I asked on SO and got pointed to this post

https://stackoverflow.com/questions/45423338/whats-up-with-gcc-weird-stack-manipulation-when-it-wants-extra-stack-alignment

That problem seems to be fixed

https://godbolt.org/z/qc6fqb5hn

I can't post the source code as it is proprietary, and it doesn't seem to
reproduce with trivial examples (the function that I tried is 23kloc plus it
#includes other stuff).

I was able to reproduce the problem with the following steps (Valgrind chosen
because I'm one of the maintainers and I'm in the habit of building it).

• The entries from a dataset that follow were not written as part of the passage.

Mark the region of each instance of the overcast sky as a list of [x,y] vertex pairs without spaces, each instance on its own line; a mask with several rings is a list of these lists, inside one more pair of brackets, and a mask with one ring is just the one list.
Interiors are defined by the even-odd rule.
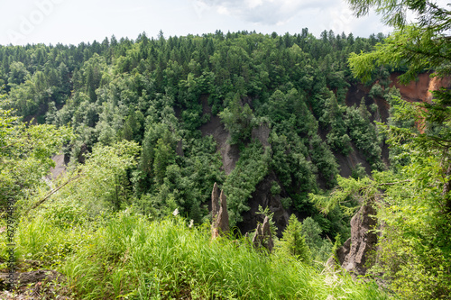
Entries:
[[0,0],[0,45],[78,44],[145,32],[165,37],[246,30],[290,34],[308,28],[354,36],[389,33],[375,14],[354,18],[343,0]]

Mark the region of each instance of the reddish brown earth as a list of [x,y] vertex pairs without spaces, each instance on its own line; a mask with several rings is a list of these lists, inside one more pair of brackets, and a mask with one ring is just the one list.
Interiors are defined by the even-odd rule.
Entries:
[[419,74],[417,80],[410,81],[408,85],[400,84],[398,80],[399,76],[400,73],[393,73],[391,75],[391,86],[395,86],[399,88],[402,99],[409,102],[430,103],[432,100],[430,90],[434,91],[440,87],[451,86],[451,77],[430,77],[430,73]]

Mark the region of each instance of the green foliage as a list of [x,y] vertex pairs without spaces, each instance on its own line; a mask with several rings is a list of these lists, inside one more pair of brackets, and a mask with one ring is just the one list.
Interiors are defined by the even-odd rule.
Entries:
[[249,105],[242,105],[240,104],[239,94],[235,94],[229,105],[219,114],[219,116],[230,133],[229,142],[231,145],[236,144],[240,141],[246,141],[251,137],[253,114]]
[[41,178],[54,166],[51,157],[59,153],[73,138],[68,127],[53,125],[27,127],[0,109],[0,205],[32,195],[45,186]]
[[268,174],[270,159],[271,150],[263,150],[258,142],[253,142],[241,152],[235,168],[224,183],[231,226],[242,221],[242,212],[249,210],[249,197]]
[[271,183],[271,194],[272,194],[272,195],[275,195],[281,194],[281,186],[279,186],[279,183],[277,183],[277,181],[272,181]]
[[296,259],[306,264],[311,262],[311,251],[302,232],[302,223],[294,214],[290,217],[289,223],[282,232],[281,247]]
[[[400,77],[404,83],[424,69],[450,74],[449,10],[427,1],[351,3],[358,14],[376,7],[396,29],[375,51],[350,57],[355,76],[366,80],[377,66],[406,62],[407,72]],[[417,14],[409,26],[407,11]],[[382,271],[391,288],[406,299],[449,298],[449,92],[436,93],[432,104],[389,100],[392,108],[385,134],[394,149],[394,168],[374,173],[369,183],[383,199],[377,209],[383,230],[373,272]]]
[[[284,255],[268,258],[244,241],[210,241],[209,226],[121,213],[62,268],[78,297],[386,299],[375,285],[319,274]],[[253,288],[249,288],[252,286]]]

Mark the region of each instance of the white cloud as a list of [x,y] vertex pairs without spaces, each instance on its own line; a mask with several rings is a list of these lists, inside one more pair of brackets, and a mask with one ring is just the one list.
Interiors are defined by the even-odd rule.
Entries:
[[286,23],[303,11],[313,7],[327,10],[334,0],[320,3],[315,0],[200,0],[210,7],[220,8],[224,13],[227,9],[229,14],[243,21],[264,25]]

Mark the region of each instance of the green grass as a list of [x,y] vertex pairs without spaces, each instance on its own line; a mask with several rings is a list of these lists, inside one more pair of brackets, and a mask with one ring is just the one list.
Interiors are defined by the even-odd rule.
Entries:
[[318,273],[244,241],[210,241],[180,217],[119,214],[61,270],[81,299],[387,299],[372,283]]

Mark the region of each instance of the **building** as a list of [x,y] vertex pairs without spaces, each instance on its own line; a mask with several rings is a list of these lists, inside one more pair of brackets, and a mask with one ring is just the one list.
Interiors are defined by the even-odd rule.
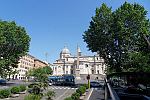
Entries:
[[36,59],[36,58],[34,59],[34,68],[45,67],[48,65],[49,64],[47,62],[44,62],[44,61]]
[[48,63],[46,63],[42,60],[39,60],[39,59],[31,56],[30,54],[27,54],[23,57],[20,57],[19,63],[18,63],[18,68],[14,69],[17,71],[17,73],[15,75],[13,75],[12,78],[24,80],[27,78],[26,73],[30,69],[44,67],[44,66],[48,66],[48,65],[49,65]]
[[77,69],[80,75],[99,74],[105,75],[104,60],[99,55],[82,55],[80,48],[77,48],[77,56],[72,56],[69,49],[64,47],[60,52],[60,58],[52,66],[53,75],[74,74]]
[[17,71],[17,74],[13,75],[13,79],[26,79],[26,72],[33,68],[34,66],[34,57],[27,54],[20,58],[18,63],[18,68],[15,70]]

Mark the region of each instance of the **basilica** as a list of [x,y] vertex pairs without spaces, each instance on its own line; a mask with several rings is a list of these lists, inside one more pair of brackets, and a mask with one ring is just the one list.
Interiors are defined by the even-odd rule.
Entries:
[[72,56],[69,49],[64,47],[60,52],[60,58],[53,63],[52,69],[53,75],[77,75],[77,73],[79,75],[105,75],[106,66],[98,54],[82,55],[80,48],[77,47],[77,55]]

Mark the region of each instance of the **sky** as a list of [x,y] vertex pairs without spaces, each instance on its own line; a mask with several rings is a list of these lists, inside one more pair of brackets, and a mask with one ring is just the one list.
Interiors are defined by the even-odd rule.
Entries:
[[143,5],[150,19],[150,0],[0,0],[0,19],[24,27],[31,38],[29,54],[53,63],[64,46],[72,55],[77,45],[84,55],[93,55],[82,35],[95,9],[105,3],[115,10],[125,1]]

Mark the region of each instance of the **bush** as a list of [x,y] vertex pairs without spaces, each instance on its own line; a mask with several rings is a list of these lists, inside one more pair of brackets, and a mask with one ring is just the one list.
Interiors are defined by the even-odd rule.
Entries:
[[17,86],[14,86],[14,87],[11,88],[10,91],[11,91],[11,93],[13,93],[13,94],[17,94],[17,93],[20,92],[20,88],[17,87]]
[[33,85],[33,88],[32,88],[32,93],[33,94],[40,94],[41,92],[41,88],[39,85]]
[[20,92],[23,92],[23,91],[26,90],[26,86],[25,85],[20,85],[19,87],[20,87]]
[[86,87],[86,89],[89,88],[88,84],[83,84],[82,86]]
[[3,99],[3,98],[8,98],[10,96],[10,90],[9,89],[3,89],[3,90],[0,90],[0,98]]
[[29,95],[25,96],[24,100],[41,100],[41,96],[29,94]]
[[77,93],[77,92],[75,92],[75,93],[73,93],[73,94],[71,95],[71,98],[72,98],[72,100],[79,100],[80,94]]
[[28,85],[28,88],[33,88],[34,85],[39,85],[39,84],[37,84],[37,83],[31,83],[31,84]]
[[71,97],[67,97],[64,100],[73,100]]
[[84,87],[84,86],[80,86],[80,87],[76,90],[76,92],[79,93],[80,96],[81,96],[83,93],[85,93],[85,91],[86,91],[86,87]]
[[55,96],[55,92],[54,91],[48,91],[46,94],[45,94],[48,98],[48,100],[52,100],[52,97]]

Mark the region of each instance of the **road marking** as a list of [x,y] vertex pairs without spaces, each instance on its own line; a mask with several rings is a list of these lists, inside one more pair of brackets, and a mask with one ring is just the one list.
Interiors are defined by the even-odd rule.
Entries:
[[66,90],[62,95],[60,95],[56,100],[61,100],[60,98],[65,95],[65,93],[67,92],[68,90]]
[[49,87],[49,89],[52,89],[52,90],[54,90],[54,89],[64,89],[64,90],[66,90],[66,89],[68,89],[68,90],[70,90],[70,89],[78,89],[78,88],[71,88],[71,87]]
[[86,100],[89,100],[89,99],[90,99],[90,96],[91,96],[92,92],[93,92],[93,88],[91,89],[91,91],[90,91],[90,93],[89,93],[89,96],[87,97]]

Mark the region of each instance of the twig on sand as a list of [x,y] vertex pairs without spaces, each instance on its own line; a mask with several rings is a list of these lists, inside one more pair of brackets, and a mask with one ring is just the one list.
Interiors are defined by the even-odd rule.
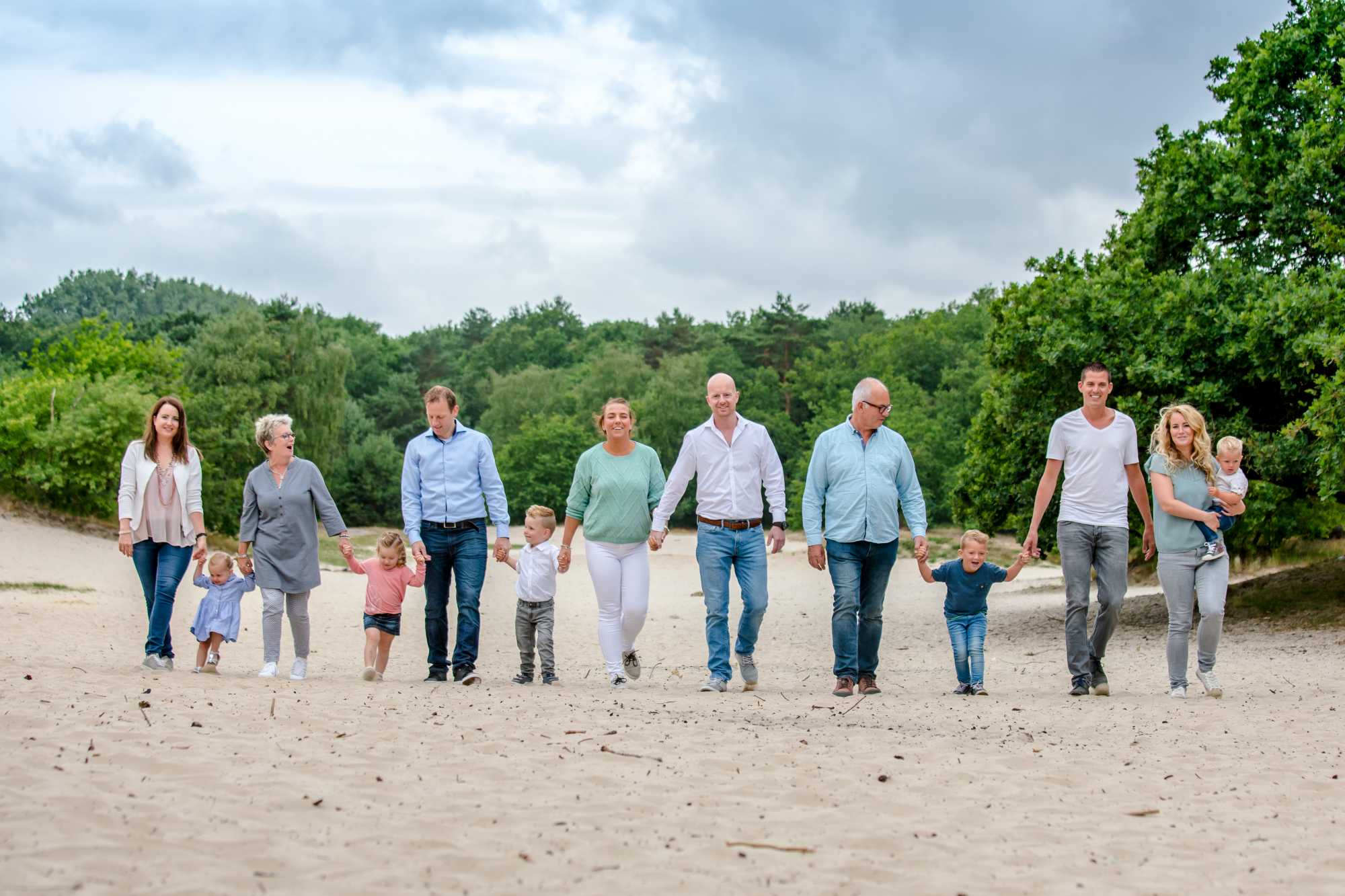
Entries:
[[601,748],[601,751],[600,751],[600,752],[604,752],[604,753],[612,753],[613,756],[625,756],[627,759],[652,759],[652,760],[654,760],[654,761],[656,761],[656,763],[660,763],[660,761],[663,761],[663,759],[662,759],[662,757],[659,757],[659,756],[640,756],[639,753],[623,753],[623,752],[621,752],[621,751],[619,751],[619,749],[612,749],[612,748],[611,748],[611,747],[608,747],[607,744],[603,744],[603,748]]
[[725,846],[751,846],[752,849],[773,849],[777,853],[815,853],[811,846],[776,846],[775,844],[749,844],[745,839],[730,839]]
[[863,694],[862,697],[859,697],[859,700],[857,700],[853,704],[850,704],[850,706],[843,713],[841,713],[841,714],[845,716],[845,713],[850,712],[851,709],[854,709],[855,706],[858,706],[859,704],[862,704],[866,700],[869,700],[869,694]]

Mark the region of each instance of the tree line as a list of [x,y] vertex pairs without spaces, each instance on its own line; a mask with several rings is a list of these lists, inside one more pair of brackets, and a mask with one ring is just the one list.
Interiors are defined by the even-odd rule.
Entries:
[[[554,297],[502,316],[460,308],[391,336],[289,296],[71,273],[0,309],[0,491],[110,517],[122,447],[153,398],[176,393],[204,455],[213,529],[237,526],[261,459],[252,421],[268,412],[293,416],[300,453],[350,523],[395,523],[401,452],[425,428],[420,396],[444,383],[463,422],[492,439],[522,518],[530,503],[565,505],[574,459],[597,440],[590,414],[611,396],[631,400],[636,437],[671,467],[722,370],[740,412],[775,439],[798,526],[812,440],[874,375],[931,522],[1021,535],[1050,421],[1077,406],[1080,367],[1103,361],[1142,437],[1162,405],[1186,401],[1216,435],[1244,440],[1252,488],[1233,550],[1325,537],[1345,523],[1342,35],[1341,0],[1291,4],[1236,61],[1210,63],[1220,118],[1159,128],[1137,164],[1139,206],[1100,252],[1029,260],[1025,281],[933,311],[842,301],[819,315],[776,293],[724,320],[672,308],[585,322]],[[674,525],[693,510],[689,490]]]

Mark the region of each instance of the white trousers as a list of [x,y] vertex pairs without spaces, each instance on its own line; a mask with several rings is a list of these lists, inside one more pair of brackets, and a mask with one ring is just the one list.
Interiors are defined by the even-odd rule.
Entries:
[[586,542],[589,577],[597,595],[597,643],[608,675],[621,674],[621,654],[635,650],[650,609],[650,546]]

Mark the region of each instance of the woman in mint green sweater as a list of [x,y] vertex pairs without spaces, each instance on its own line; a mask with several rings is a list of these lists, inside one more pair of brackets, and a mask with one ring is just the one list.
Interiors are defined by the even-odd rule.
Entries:
[[640,677],[635,638],[650,608],[650,522],[663,496],[663,465],[648,445],[631,439],[635,414],[625,398],[609,398],[594,414],[604,441],[574,464],[565,502],[561,572],[584,525],[585,557],[597,595],[597,640],[613,687]]

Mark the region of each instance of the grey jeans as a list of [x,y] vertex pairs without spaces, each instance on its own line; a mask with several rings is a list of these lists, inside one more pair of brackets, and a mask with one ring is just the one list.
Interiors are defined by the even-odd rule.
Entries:
[[1196,667],[1215,667],[1219,636],[1224,631],[1224,599],[1228,597],[1228,557],[1200,562],[1204,550],[1158,554],[1158,581],[1167,599],[1167,686],[1186,686],[1190,651],[1192,608],[1200,604],[1196,630]]
[[542,661],[542,674],[555,674],[555,651],[551,646],[551,630],[555,626],[555,600],[518,601],[514,616],[514,635],[518,638],[519,671],[533,674],[533,648]]
[[[1065,574],[1065,663],[1069,677],[1092,675],[1093,658],[1107,652],[1107,640],[1120,620],[1126,597],[1126,556],[1130,530],[1061,521],[1056,526],[1060,570]],[[1088,636],[1088,592],[1098,572],[1098,619]]]
[[261,659],[280,662],[280,618],[289,613],[289,632],[295,636],[295,657],[308,659],[308,595],[286,593],[278,588],[261,589]]

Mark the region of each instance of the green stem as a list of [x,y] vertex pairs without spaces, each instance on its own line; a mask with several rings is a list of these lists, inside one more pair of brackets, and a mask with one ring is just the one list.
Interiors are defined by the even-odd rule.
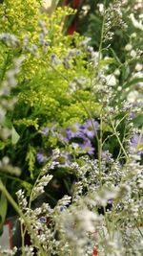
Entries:
[[106,20],[106,0],[104,0],[104,14],[103,14],[103,21],[102,21],[102,28],[101,28],[101,37],[100,37],[100,44],[99,44],[99,56],[98,56],[98,62],[100,61],[101,52],[102,52],[102,44],[103,44],[103,37],[104,37],[104,26]]
[[127,154],[127,152],[126,152],[126,151],[125,151],[125,149],[124,149],[124,147],[123,147],[123,144],[122,144],[122,142],[121,142],[119,136],[118,136],[118,133],[117,133],[117,131],[116,131],[116,129],[115,129],[115,127],[113,126],[112,121],[111,121],[111,123],[112,123],[112,127],[113,132],[114,132],[114,134],[115,134],[115,136],[116,136],[116,138],[117,138],[117,141],[118,141],[118,143],[119,143],[119,145],[120,145],[120,147],[121,147],[121,149],[122,149],[122,151],[123,151],[125,157],[128,159],[128,154]]
[[0,191],[2,191],[4,193],[5,197],[9,200],[9,202],[11,204],[11,206],[14,208],[14,210],[17,212],[17,214],[20,216],[20,218],[24,221],[24,223],[25,223],[27,229],[29,230],[29,232],[31,234],[32,234],[32,238],[33,238],[33,241],[34,241],[34,245],[35,245],[36,248],[39,249],[40,255],[41,256],[47,256],[47,254],[45,253],[45,251],[43,250],[41,244],[40,244],[40,243],[38,242],[37,237],[34,234],[34,231],[31,227],[31,222],[29,222],[27,221],[27,218],[25,217],[25,215],[23,214],[23,212],[21,211],[21,209],[18,207],[18,205],[14,201],[14,199],[11,198],[11,196],[10,195],[10,193],[8,192],[8,190],[6,189],[6,187],[4,186],[4,184],[3,184],[3,182],[2,182],[1,179],[0,179]]

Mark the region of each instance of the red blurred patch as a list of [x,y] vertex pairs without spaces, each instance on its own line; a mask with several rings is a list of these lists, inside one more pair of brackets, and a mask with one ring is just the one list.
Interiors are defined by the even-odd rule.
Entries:
[[97,248],[93,248],[92,255],[93,255],[93,256],[97,256],[97,255],[98,255]]

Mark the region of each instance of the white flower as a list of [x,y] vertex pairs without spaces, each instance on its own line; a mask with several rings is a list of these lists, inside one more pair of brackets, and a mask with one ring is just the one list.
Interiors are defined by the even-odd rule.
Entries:
[[106,80],[107,80],[108,84],[111,86],[114,86],[116,84],[116,79],[115,79],[114,75],[112,75],[112,74],[108,75],[106,77]]

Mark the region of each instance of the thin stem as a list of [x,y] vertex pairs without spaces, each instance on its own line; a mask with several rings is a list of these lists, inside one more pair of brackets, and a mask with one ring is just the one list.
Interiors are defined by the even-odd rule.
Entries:
[[32,234],[34,245],[35,245],[35,247],[37,247],[39,249],[41,256],[47,256],[47,254],[45,253],[45,251],[43,250],[41,244],[40,244],[40,243],[38,242],[38,239],[37,239],[36,235],[34,234],[34,231],[32,230],[31,223],[27,221],[27,218],[25,217],[25,215],[23,214],[21,209],[18,207],[18,205],[14,201],[14,199],[11,198],[11,196],[10,195],[10,193],[8,192],[6,187],[4,186],[1,179],[0,179],[0,190],[4,193],[5,197],[9,200],[9,202],[11,204],[11,206],[14,208],[14,210],[17,212],[17,214],[20,216],[20,218],[24,221],[24,223],[25,223],[27,229],[29,230],[29,232],[31,234]]
[[128,154],[127,154],[127,152],[126,152],[126,151],[125,151],[125,149],[124,149],[124,147],[123,147],[123,144],[122,144],[122,142],[121,142],[119,136],[118,136],[118,133],[117,133],[117,131],[116,131],[116,129],[115,129],[115,127],[113,126],[112,121],[111,121],[111,123],[112,123],[112,127],[113,132],[114,132],[114,134],[115,134],[115,136],[116,136],[116,138],[117,138],[117,141],[118,141],[118,143],[119,143],[119,145],[120,145],[120,147],[121,147],[121,149],[122,149],[122,151],[124,152],[125,157],[128,159]]
[[103,21],[102,21],[100,44],[99,44],[99,50],[98,50],[98,52],[99,52],[98,62],[100,61],[101,52],[102,52],[102,44],[103,44],[103,37],[104,37],[105,20],[106,20],[106,0],[104,0],[104,13],[103,13]]

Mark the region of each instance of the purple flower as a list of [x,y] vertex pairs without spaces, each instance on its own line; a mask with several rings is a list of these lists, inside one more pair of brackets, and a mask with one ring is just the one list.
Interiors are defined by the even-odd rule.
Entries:
[[42,133],[45,135],[48,135],[50,132],[50,128],[48,127],[45,127],[42,128]]
[[98,127],[98,122],[94,121],[93,119],[88,119],[82,126],[82,130],[85,135],[92,139],[95,136]]
[[72,138],[83,138],[84,134],[81,130],[81,125],[72,124],[66,129],[66,136],[68,140],[71,140]]
[[44,162],[47,161],[47,156],[44,155],[44,154],[41,153],[41,152],[38,152],[38,153],[36,154],[36,159],[37,159],[38,163],[41,164],[41,163],[44,163]]
[[[142,147],[139,149],[139,145],[141,145]],[[143,153],[143,135],[140,134],[134,134],[133,137],[131,139],[130,142],[130,151],[131,153],[134,153],[135,151],[137,151],[137,154],[141,154]]]
[[71,165],[71,155],[68,151],[60,151],[59,155],[55,158],[58,167],[69,167]]
[[90,140],[85,140],[83,143],[79,143],[80,149],[89,154],[93,154],[94,153],[94,148],[92,146],[92,143]]

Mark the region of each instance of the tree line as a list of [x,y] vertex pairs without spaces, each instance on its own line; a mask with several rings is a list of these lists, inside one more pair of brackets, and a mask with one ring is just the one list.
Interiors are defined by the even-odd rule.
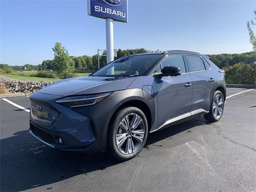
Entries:
[[[135,49],[126,49],[122,50],[119,49],[117,51],[117,57],[115,59],[126,55],[140,53],[144,53],[152,51],[147,50],[144,48]],[[103,53],[103,54],[105,54]],[[206,55],[210,57],[210,60],[212,61],[219,68],[222,69],[224,67],[227,68],[232,66],[234,64],[241,62],[244,64],[252,64],[256,61],[256,52],[251,52],[241,54],[219,54]],[[82,56],[70,57],[74,64],[74,69],[76,70],[95,70],[98,69],[98,55],[93,56]],[[100,56],[100,65],[101,67],[106,64],[106,56]],[[52,69],[56,70],[54,67],[53,60],[45,60],[42,64],[38,65],[32,65],[26,64],[23,66],[10,66],[13,69],[16,71],[21,71],[24,70],[25,67],[28,71],[42,71],[47,69]]]

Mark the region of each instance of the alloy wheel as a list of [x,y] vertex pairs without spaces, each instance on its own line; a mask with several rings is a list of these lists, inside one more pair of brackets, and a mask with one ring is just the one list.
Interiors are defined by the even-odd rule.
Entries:
[[224,103],[222,97],[220,94],[215,96],[213,102],[213,115],[215,118],[219,118],[222,113]]
[[131,154],[140,147],[143,141],[145,125],[142,118],[135,114],[126,115],[116,130],[116,143],[123,154]]

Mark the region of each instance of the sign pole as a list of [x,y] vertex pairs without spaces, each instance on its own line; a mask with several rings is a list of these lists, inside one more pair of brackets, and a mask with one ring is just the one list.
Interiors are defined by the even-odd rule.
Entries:
[[100,68],[100,52],[99,49],[98,49],[98,68]]
[[114,24],[113,19],[106,18],[106,37],[107,48],[107,63],[108,63],[114,61]]

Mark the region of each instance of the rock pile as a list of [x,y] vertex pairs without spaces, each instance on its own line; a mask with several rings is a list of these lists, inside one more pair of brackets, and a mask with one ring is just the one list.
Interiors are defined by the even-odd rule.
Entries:
[[53,82],[43,81],[22,81],[0,75],[0,84],[4,84],[10,93],[24,93],[26,95],[30,94],[42,89],[46,84]]

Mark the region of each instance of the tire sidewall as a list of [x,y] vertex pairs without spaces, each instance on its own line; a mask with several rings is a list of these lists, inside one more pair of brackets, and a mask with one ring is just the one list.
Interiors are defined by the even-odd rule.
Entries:
[[[221,96],[222,98],[222,100],[223,101],[223,108],[222,109],[222,112],[221,113],[221,115],[220,116],[220,117],[218,118],[216,118],[214,115],[214,112],[213,111],[213,103],[214,102],[214,99],[215,98],[215,97],[217,95],[220,95]],[[212,118],[214,118],[214,119],[216,121],[218,121],[220,119],[221,117],[222,117],[222,115],[223,114],[223,112],[224,111],[224,106],[225,105],[224,104],[224,97],[223,96],[223,95],[222,95],[222,93],[220,91],[216,91],[214,92],[214,94],[213,94],[213,96],[212,96],[212,104],[211,105],[211,114],[212,116]]]
[[[116,134],[118,125],[124,117],[131,114],[135,114],[139,115],[143,121],[145,126],[145,134],[144,138],[140,146],[136,152],[130,154],[126,155],[122,153],[118,149],[116,142]],[[125,160],[131,159],[136,156],[141,151],[146,143],[148,134],[148,125],[146,118],[141,110],[136,107],[129,107],[123,109],[118,112],[116,116],[111,127],[110,134],[109,146],[112,151],[114,156],[120,160]]]

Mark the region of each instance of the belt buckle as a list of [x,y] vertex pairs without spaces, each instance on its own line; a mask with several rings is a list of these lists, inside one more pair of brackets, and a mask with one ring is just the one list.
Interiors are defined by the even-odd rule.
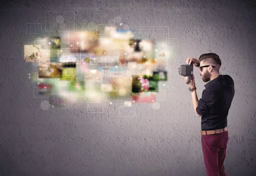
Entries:
[[[209,133],[207,134],[207,132],[208,132]],[[212,132],[213,132],[213,133],[212,133]],[[211,135],[211,134],[215,134],[215,131],[214,130],[209,130],[209,131],[205,131],[205,134],[206,134],[207,135]]]

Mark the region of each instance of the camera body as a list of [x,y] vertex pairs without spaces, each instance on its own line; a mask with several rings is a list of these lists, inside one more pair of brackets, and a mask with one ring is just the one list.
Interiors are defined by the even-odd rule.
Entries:
[[178,69],[179,74],[180,75],[189,77],[189,80],[188,83],[190,80],[193,80],[193,74],[194,74],[193,64],[193,62],[191,62],[190,65],[182,65]]

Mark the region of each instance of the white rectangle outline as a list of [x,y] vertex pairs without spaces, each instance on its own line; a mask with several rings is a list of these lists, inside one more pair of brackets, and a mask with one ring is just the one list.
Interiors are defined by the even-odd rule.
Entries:
[[[35,97],[35,88],[37,88],[38,89],[38,87],[33,87],[33,94],[34,94],[34,98],[46,98],[46,97],[49,97],[49,92],[50,91],[50,88],[46,88],[48,89],[48,97]],[[47,94],[46,94],[46,95],[47,95]]]
[[[178,40],[178,45],[177,46],[169,46],[169,39],[177,39]],[[167,42],[167,40],[168,41]],[[167,43],[167,46],[171,47],[179,47],[179,39],[177,38],[167,38],[166,39],[166,43]]]
[[[167,28],[167,37],[166,38],[169,38],[169,27],[168,26],[139,26],[139,35],[140,36],[140,29],[163,29],[164,30],[164,29],[165,28]],[[157,28],[160,28],[160,29],[158,29]],[[161,45],[157,45],[158,46],[161,46]]]
[[[67,80],[60,80],[60,79],[59,79],[59,78],[53,78],[53,79],[55,79],[55,85],[59,85],[59,86],[66,86],[66,85],[71,85],[71,82],[70,81],[67,81]],[[69,82],[70,83],[69,83],[69,84],[67,84],[67,85],[60,85],[60,84],[56,84],[56,80],[57,80],[57,79],[58,79],[58,80],[59,80],[60,82],[61,82],[61,81],[66,81],[66,82]]]
[[[71,97],[87,97],[87,91],[86,91],[86,90],[85,90],[85,94],[86,95],[83,96],[72,96],[72,88],[74,88],[76,86],[71,86]],[[81,87],[85,87],[86,88],[86,86],[81,86]]]
[[[27,32],[27,24],[41,24],[41,33],[28,33]],[[26,23],[26,34],[42,34],[42,23]]]
[[[46,41],[46,42],[49,42],[49,42],[50,42],[50,40],[34,40],[34,45],[38,45],[38,44],[35,44],[35,41]],[[49,51],[50,50],[50,47],[49,46]]]
[[[104,74],[108,75],[108,74],[107,74],[108,73],[111,73],[112,74],[112,73],[114,73],[115,72],[113,72],[113,71],[106,71],[105,73],[104,73]],[[111,75],[111,76],[113,76],[113,75]],[[109,82],[109,81],[98,81],[98,82],[114,82],[114,80],[113,80],[112,82]]]
[[[80,63],[76,63],[76,77],[77,78],[83,78],[83,76],[82,76],[83,71],[82,71],[82,68],[81,67],[79,67],[77,66],[78,65],[81,65],[81,64],[80,64]],[[79,69],[80,69],[80,68],[81,68],[81,71],[79,70]],[[77,73],[78,73],[78,72],[76,71],[78,71],[80,72],[80,73],[81,73],[81,77],[77,77]]]
[[[134,116],[120,116],[120,108],[134,108]],[[135,117],[135,107],[134,106],[119,106],[119,117]]]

git clone https://sourceware.org/git/valgrind.git march_zen2
cd march_zen2
./autogen.sh
./configure CFLAGS=-march=znver2
make -j 16
objdump -d --disassemble=mc_pre_clo_init mc_pre_clo_init
.in_place/memcheck-amd64-linux | less

That shows

000000005800c220 <mc_pre_clo_init>:
    5800c220:   41 55                   push   %r13
    5800c222:   bf 8c 65 1d 58          mov    $0x581d658c,%edi
    5800c227:   4c 8d 6c 24 10          lea    0x10(%rsp),%r13
    5800c22c:   48 83 e4 e0             and    $0xffffffffffffffe0,%rsp
    5800c230:   41 ff 75 f8             push   -0x8(%r13)
    5800c234:   55                      push   %rbp
    5800c235:   48 89 e5                mov    %rsp,%rbp
    5800c238:   41 55                   push   %r13
    5800c23a:   48 83 ec 08             sub    $0x8,%rsp

which I believe illustrates the same problem.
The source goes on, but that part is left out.